While the USSIA did conclude, its failure to reallocate as much spectrum as it aimed to is an important contributor to the United States’ laggard status in developing cutting edge broadband internet, which itself is a major national security concern.

What I find instructive about this example and what impelled me to share it is precisely not its exceptional nature.  Instead, it fits perfect the pattern of what, in a related essay I recently posted, I call “technocracy”.

I was once very much a member of the market design community. I still believe that ideas building off those of Nobel Laureate and founder of the field of mechanism design William Vickrey have some of the greatest potential to transform our society for the better of any ideas in the world. I wrote a book based on this idea and founded and chair a non-profit dedicated to this mission

I once believed that these ideas being good ones, and that the community practicing them being a “meritocracy” full of “smart people” and remedying some specific flaw of previous technocracies, would be enough to move beyond the general problems of technocracy. I now believe these views were wrong-headed and my experiences, described above, were critical to changing my mind.
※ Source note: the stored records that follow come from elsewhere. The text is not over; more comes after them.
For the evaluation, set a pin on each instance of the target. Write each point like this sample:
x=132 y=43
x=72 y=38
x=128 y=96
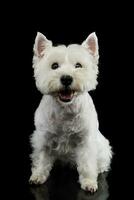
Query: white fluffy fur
x=68 y=131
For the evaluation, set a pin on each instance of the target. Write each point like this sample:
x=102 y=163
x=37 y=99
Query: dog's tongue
x=66 y=95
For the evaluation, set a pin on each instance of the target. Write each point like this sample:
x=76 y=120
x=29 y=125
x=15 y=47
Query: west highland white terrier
x=66 y=121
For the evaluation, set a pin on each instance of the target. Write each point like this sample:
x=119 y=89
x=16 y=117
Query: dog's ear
x=91 y=43
x=41 y=43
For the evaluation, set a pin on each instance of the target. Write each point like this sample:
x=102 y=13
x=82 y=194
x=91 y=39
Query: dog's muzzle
x=66 y=80
x=66 y=95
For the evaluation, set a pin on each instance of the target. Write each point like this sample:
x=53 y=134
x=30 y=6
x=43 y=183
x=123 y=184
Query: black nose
x=66 y=80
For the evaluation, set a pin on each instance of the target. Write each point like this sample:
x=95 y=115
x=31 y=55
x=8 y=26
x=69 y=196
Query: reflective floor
x=63 y=185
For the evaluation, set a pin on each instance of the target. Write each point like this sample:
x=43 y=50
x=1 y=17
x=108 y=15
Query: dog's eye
x=78 y=65
x=54 y=66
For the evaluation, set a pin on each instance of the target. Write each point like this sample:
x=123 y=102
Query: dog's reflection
x=70 y=190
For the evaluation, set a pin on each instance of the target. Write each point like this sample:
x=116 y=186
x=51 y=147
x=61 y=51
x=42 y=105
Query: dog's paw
x=89 y=185
x=37 y=179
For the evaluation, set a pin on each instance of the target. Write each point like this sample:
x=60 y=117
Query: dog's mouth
x=66 y=95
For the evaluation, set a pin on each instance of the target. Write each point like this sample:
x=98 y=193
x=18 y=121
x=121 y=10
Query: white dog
x=66 y=120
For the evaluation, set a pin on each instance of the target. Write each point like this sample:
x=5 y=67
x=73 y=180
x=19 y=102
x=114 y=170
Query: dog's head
x=65 y=72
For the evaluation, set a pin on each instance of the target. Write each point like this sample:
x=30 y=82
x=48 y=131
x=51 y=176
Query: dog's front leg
x=41 y=166
x=87 y=168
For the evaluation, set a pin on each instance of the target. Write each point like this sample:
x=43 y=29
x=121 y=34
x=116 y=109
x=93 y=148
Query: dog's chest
x=67 y=133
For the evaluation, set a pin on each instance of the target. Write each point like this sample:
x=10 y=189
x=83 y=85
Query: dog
x=66 y=122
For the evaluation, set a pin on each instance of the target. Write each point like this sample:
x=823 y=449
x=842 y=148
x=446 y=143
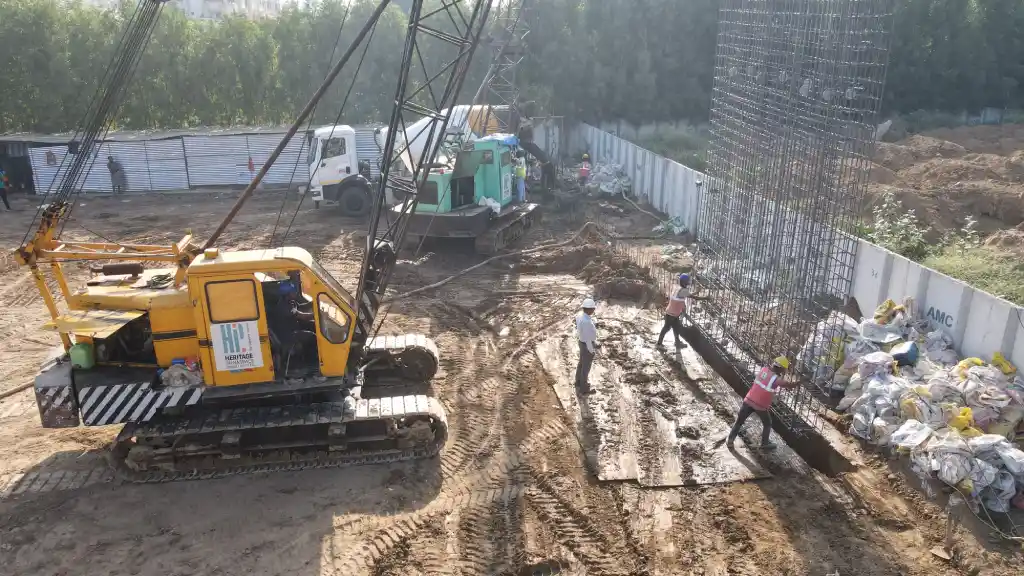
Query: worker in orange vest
x=758 y=400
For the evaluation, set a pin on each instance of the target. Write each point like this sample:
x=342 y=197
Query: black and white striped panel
x=131 y=403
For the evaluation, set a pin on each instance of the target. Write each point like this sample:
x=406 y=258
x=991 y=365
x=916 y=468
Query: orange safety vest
x=676 y=305
x=763 y=389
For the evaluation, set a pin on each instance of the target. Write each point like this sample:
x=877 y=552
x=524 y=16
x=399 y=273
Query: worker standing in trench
x=587 y=336
x=679 y=301
x=759 y=399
Because the ideas developed in the market design community are so important, it is critical that this community moves beyond their current practices to ones that are more likely to contribute to the renewal of liberal democracy.
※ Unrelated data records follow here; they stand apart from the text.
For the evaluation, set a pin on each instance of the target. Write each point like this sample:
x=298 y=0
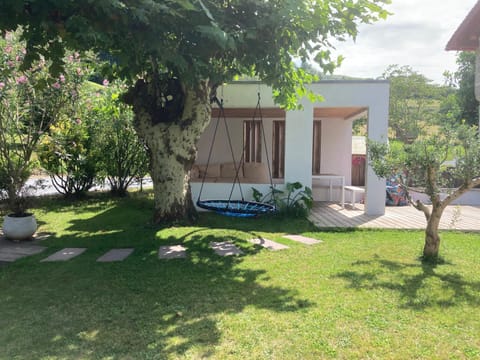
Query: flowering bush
x=31 y=100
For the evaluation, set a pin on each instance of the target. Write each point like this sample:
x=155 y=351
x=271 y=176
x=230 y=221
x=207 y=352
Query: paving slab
x=225 y=248
x=268 y=244
x=65 y=254
x=302 y=239
x=115 y=255
x=11 y=251
x=172 y=252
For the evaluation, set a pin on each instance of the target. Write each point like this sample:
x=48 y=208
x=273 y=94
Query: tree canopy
x=194 y=39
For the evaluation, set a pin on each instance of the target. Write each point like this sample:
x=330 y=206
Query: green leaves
x=196 y=39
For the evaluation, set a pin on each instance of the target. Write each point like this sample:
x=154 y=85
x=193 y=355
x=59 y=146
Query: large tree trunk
x=171 y=121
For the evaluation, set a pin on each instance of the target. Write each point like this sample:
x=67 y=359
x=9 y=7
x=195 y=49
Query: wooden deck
x=328 y=215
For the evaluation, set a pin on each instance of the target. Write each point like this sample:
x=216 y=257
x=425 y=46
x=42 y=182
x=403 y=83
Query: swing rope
x=238 y=208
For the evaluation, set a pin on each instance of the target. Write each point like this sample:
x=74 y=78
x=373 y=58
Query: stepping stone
x=302 y=239
x=14 y=252
x=225 y=248
x=115 y=255
x=172 y=252
x=268 y=244
x=65 y=254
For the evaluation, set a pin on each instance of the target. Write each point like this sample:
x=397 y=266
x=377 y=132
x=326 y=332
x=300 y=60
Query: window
x=278 y=149
x=252 y=141
x=316 y=147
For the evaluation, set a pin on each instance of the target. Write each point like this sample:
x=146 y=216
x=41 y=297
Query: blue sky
x=415 y=35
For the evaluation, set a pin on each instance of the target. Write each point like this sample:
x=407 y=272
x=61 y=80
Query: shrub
x=122 y=156
x=294 y=201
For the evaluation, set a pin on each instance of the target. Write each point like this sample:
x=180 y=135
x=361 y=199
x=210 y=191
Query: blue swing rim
x=237 y=208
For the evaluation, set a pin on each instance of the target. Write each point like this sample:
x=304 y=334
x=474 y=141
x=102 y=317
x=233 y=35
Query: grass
x=359 y=294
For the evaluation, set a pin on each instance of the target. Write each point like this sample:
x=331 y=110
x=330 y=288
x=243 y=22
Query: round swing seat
x=236 y=208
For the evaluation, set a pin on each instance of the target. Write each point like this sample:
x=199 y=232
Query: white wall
x=337 y=148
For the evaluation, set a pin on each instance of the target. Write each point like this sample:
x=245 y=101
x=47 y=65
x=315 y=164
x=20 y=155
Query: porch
x=329 y=215
x=312 y=146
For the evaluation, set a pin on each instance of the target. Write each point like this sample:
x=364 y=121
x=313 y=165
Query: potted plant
x=31 y=100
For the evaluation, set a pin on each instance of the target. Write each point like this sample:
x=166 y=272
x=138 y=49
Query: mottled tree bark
x=171 y=121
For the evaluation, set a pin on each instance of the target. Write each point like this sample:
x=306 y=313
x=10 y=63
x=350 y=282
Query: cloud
x=415 y=35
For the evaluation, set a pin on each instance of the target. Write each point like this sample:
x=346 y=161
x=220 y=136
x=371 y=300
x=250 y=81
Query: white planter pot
x=19 y=228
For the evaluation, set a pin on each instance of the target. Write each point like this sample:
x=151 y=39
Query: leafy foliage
x=122 y=156
x=30 y=102
x=464 y=80
x=294 y=201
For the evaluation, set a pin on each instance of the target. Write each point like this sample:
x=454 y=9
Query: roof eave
x=467 y=34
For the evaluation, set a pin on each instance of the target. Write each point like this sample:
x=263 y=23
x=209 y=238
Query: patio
x=327 y=215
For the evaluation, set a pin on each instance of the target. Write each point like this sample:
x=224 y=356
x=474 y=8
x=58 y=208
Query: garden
x=357 y=294
x=65 y=114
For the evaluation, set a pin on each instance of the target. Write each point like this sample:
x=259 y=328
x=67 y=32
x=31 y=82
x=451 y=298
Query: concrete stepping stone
x=115 y=255
x=65 y=254
x=12 y=252
x=302 y=239
x=172 y=252
x=268 y=244
x=225 y=248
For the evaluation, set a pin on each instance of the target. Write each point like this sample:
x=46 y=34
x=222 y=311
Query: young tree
x=177 y=52
x=31 y=100
x=423 y=163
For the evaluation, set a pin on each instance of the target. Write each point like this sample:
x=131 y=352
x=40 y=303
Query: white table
x=331 y=178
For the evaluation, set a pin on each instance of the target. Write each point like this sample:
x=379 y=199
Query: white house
x=312 y=146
We are in the midst of a crisis of confidence in existing institutions such as liberal democracy, capitalism, and especially the technocratic elites that are widely seen to have hoarded the status and privileges in our present order without repaying the trust the public placed in them

Like all technology, these tools can be used as weapons of oppression and exploitation by the powerful, as much as they can as tools of liberation and democracy by the many. To achieve the latter requires that those who are expert in the tools use them in a “democratic spirit,” in the sense that they clearly communicate key insights to broad publics that are then able to use these technologies on their own terms, for their own purposes, subject to their own critiques and reimaginations.

This will almost always require distillation, simplification and imperfect optimization, as well as deep collaboration with those holding skills that market designers lack, such as artistic design, entrepreneurship, activism, etc. If instead they are used for whispering in the ears of princes, they will be captured for the particularistic benefit and narrow vision of the few who can hear and understand the whispers. 

We are in the midst of a crisis of confidence in existing institutions such as liberal democracy, capitalism, and especially the technocratic elites that are widely seen to have hoarded the status and privileges in our present order without repaying the trust the public placed in them.

Circumstances like the above fuel and affirm this public distrust. The alternatives widely on offer, in the form of nationalist and statist populism, are unattractive to many (especially in the political center), and I personally believe they are likely to only worsen the currently-perceived problems. 

This leads to a natural temptation among technocrats to further conceal these incident from the public, defending the present order at the cost of eroding transparency and building further fragility into the system. 

I believe that this approach is not only unsustainable. More importantly, it makes the type of transformational change these technologies could potentially offer impossible, as such systemic change requires the active engagement, broad understanding and widely shared legitimacy that only democratic conversation can create.  I believe such fundamental change is necessary to recreate a foundation of trust in the social order.

Justice for and public judgement of those who broke the public trust is a necessary part of moving beyond mistakes of the past, in this case and in many related cases. Yet the direction of this motion should be towards a new practice of design in a democratic spirit.